У нынешнего поколения школьников РФ явные проблемы с пониманием текстов русской классики. Что с этим делать? Я столько раз уже критиковал нашу систему гуманитарного образования — и советскую, и постсоветскую (не голословно, а с «конструктивными», так сказать, предложениями), что мне наконец и самому надоело это бессмысленное сотрясание воздуха. Тем более что не существует никакого особого алгоритма — ни научного, ни педагогического, который бы гарантированно смог научить школьников «правильно читать Пушкина».
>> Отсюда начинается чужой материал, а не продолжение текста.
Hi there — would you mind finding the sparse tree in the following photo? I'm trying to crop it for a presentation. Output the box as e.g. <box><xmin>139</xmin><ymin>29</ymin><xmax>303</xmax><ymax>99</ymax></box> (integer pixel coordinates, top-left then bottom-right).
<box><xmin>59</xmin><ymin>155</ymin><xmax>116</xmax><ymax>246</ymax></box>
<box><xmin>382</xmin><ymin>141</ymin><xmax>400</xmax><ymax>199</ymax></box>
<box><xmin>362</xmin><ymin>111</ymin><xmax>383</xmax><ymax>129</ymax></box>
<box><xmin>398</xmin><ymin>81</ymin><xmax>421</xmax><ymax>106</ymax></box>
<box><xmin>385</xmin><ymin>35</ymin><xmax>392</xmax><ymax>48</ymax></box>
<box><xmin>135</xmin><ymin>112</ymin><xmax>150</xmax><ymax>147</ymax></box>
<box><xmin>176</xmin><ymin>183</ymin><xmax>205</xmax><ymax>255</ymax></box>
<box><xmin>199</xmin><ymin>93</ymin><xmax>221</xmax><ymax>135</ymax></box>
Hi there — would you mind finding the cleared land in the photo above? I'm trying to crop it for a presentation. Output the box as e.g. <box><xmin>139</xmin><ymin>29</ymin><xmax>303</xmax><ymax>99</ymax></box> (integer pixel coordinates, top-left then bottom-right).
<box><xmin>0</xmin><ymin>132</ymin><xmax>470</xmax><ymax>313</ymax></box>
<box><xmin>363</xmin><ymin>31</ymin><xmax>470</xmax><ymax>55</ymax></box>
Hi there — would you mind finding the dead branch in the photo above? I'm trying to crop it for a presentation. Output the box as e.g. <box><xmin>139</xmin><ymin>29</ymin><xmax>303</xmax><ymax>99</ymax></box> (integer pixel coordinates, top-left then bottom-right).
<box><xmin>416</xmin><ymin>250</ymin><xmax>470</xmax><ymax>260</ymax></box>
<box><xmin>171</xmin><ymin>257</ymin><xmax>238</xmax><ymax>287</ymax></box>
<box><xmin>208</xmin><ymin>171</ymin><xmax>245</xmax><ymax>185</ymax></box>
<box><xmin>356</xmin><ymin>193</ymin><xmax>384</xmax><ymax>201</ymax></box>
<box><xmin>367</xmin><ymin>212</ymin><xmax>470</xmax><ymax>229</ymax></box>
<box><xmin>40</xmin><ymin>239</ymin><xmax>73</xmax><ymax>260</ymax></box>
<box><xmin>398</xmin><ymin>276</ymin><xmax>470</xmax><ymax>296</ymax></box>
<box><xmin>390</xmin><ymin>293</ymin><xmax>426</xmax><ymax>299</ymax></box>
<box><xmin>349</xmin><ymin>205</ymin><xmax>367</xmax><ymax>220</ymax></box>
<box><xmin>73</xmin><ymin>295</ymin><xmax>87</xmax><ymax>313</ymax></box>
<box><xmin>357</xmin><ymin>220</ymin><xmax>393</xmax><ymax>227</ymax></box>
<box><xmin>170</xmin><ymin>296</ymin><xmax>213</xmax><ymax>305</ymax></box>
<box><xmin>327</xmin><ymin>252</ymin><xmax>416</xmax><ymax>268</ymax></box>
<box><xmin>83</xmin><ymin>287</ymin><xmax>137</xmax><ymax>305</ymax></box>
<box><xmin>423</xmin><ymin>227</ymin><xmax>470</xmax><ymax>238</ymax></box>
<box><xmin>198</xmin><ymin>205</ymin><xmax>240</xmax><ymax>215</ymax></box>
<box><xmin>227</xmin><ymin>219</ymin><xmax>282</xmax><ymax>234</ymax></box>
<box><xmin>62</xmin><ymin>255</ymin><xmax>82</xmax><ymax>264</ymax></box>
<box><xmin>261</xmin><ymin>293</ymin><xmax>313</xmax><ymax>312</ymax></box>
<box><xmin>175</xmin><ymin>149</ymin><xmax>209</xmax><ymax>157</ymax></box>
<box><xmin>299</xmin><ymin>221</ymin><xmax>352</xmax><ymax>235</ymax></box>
В конечном счёте всё зависит от талантливости (или бесталанности) самого учителя. Увы, то же самое можно сказать и об учениках. Волшебство пушкинского гения в том, что нужно научиться отдаваться его волшебным строфам — и терпеливо, без раздражения — перечитывать их всю свою жизнь. В настоящее время в нашей — некогда «самой читающей стране мира» — именно с этим самые большие проблемы. Конечно, какой-то минимальный исторический контекст знать нужно для всех носителей русской культуры. Но какой? Необходимо, например, знать, что Пушкин определённо не мог — исходя из своей родословной и из своих представлений — противостоять Государству Российскому и желать ему погибели. Необходимо знать, что он был из самого верхнего слоя русской элиты того времени (что определялось отнюдь не количеством денег, но той же самой родословной), чувствовал собственную личную ответственность за русскую судьбу, верил в «особое предназначение» России, а потому и утверждал, что «ни за что на свете… не хотел бы переменить отечество или иметь другую историю, кроме истории наших предков, такой, какой нам Бог ее дал».
Однако же не нужно и преувеличивать значимость этого исторического контекста. Если мы будем исходить, следуя за академиком Михаилом Гаспаровым, из того, будто бы «душевный мир Пушкина для нас такой же чужой, как древнего ассирийца или собаки Каштанки», то тогда нужно вообще исключить Пушкина из школьного образования — и преподавать его исключительно в университетах, да и там особо проверенным пушкинистам, которые «ответственно» будут его подавать «правильно». Нет, Пушкин, как и другие русские гении, прежде всего нам открывает что-то в нашей собственной русской душе, его творчество лишь отчасти принадлежит (и лишь отчасти объясняется) его (пушкинской) эпохой. Он помогает нам лучше понять нас самих; притом в детском возрасте — одно, в юношеском — другое, в зрелом возрасте — третье. Поэтому всё-таки нужно прежде всего читать самого Пушкина — и лишь потом «пушкинистов». Спрашивают, как оценивать литературные «хулиганства» Пушкина и вообще свойственное романтизму заигрывание с демонологией? Речь о поэме «Гавриилиада» или о «Сказке о попе и работнике его Балде». Не придёт ли в голову обывателю мысль: и как после этого Пушкин может считаться православным писателем? Разве недостаточно покаянных свидетельств поэта: «…горят во мне/Змеи сердечной угрызенья»; «И с отвращением читая жизнь мою,/Я трепещу и проклинаю,/И горько жалуюсь, и горько слезы лью…»? Или вспомним позднейшее: «Грех алчный гонится за мною по пятам». К чему нам быть филологическими фарисеями-законниками, стремящимися показать, что они святее самого папы римского?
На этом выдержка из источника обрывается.